The hypothesis of a blood volume redistribution in response to the increased muscle perfusion during the recovery periods of the RSA test after RSH-VHL would be reinforced if V˙O2 and cardiac output were at their maximum (Joyner and Casey, 2015). Yet, the V˙O2 values were surprisingly low, suggesting that there was room for an increase in cardiac output to insure adequate perfusion of all organs. However, the aerobic power of elite judo athletes has been shown to be quite low and not different from that of non-elite judokas (Franchini et al., 2011). Typical maximal V˙O2 of 50–55 mL kg−1 min−1 and 40–45 mL kg−1 min−1 have been reported for male and female judo athletes, respectively, which is close to what is generally found in recreational active subjects. Besides, the V˙O2 values of the present study are in line with what has been reported during 20-s repeated rowing sprints in recreational active male and female subjects (Clausen and Astorino, 2024).
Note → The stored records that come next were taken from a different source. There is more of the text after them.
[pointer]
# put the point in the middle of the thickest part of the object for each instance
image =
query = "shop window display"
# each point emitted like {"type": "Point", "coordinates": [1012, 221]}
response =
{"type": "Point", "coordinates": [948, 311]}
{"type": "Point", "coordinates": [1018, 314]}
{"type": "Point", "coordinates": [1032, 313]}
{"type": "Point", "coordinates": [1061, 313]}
Although the RSH-VHL intervention did not increase V˙O2, it induced lower HR and higher V˙O2/HR in the recovery periods of the RSA test at Post-1. This outcome confirms the greater V˙O2/HR reported after 3 weeks of RSH-VHL in cycling (Woorons et al., 2019a). It supports the assumption that this kind of training could increase stroke volume when it includes EEBH of maximal duration (Woorons et al., 2021a), even though the use of V˙O2/HR as indicator of stroke volume during repeated-sprint exercise can be questioned.